Bob Biles, UTA chief financial officer, said the agency sold new bonds to refund $831.6 million worth of old bonds issued in 2007, 2008 and 2012. Some of the original bonds had helped pay for building 70 miles of rail for extensions of the FrontRunner and TRAX train systems.
By lowering the interest that UTA is paying to an average 3.22 percent down from a variety of higher rates it will save $77.7 million through 2038, Biles said.
"Most of the savings will be in the next five to six years," he said.
When UTA started planning the refinancing last fall, its financial advisers figured that it might yield $58 million in savings. "The fact we got $77.7 million shows the market went our way," Biles said.
The bonds were issued in two pieces $639.4 million in senior-lien bonds, and $192.2 million in subordinate-lien bonds. Standard & Poors upgraded its rating of UTA for those subordinate bonds from A to A-plus.

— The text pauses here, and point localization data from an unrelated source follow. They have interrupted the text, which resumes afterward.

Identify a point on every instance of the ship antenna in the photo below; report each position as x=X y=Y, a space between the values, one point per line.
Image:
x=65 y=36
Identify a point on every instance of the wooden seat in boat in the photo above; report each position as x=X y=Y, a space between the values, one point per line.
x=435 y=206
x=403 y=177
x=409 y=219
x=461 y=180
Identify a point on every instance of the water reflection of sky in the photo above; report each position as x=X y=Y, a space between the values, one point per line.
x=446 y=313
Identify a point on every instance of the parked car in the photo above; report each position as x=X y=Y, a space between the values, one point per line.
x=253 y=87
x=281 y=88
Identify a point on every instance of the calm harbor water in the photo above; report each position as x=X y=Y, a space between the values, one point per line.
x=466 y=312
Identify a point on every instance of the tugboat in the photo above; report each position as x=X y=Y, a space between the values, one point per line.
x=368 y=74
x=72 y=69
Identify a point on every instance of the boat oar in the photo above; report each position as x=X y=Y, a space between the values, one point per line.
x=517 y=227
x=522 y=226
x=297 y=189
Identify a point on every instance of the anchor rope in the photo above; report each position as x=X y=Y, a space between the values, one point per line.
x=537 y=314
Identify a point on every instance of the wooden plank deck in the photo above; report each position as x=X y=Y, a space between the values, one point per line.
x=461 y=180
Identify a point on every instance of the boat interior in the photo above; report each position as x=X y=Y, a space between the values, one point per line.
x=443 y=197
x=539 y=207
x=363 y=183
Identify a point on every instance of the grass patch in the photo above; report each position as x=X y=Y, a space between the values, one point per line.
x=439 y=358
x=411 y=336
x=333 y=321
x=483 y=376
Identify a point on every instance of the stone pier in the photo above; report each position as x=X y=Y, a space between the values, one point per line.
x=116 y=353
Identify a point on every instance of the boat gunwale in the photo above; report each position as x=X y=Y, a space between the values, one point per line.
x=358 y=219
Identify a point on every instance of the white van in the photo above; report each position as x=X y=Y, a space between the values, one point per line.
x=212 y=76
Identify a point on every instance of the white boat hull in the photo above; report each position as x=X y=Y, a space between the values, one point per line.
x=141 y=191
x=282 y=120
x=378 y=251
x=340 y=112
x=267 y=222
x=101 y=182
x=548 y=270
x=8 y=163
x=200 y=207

Biles said that shows confidence in the work UTA has been doing to improve its long-term finances.
In 2011, Fitch Ratings downgraded UTA's rating for such bonds from AA-minus to A-plus, saying the agency's "debt profile is somewhat weak" because of relatively heavy debt where "rising debt service has been shrinking revenues available for operations" and could hurt operations unless sales taxes picked up significantly.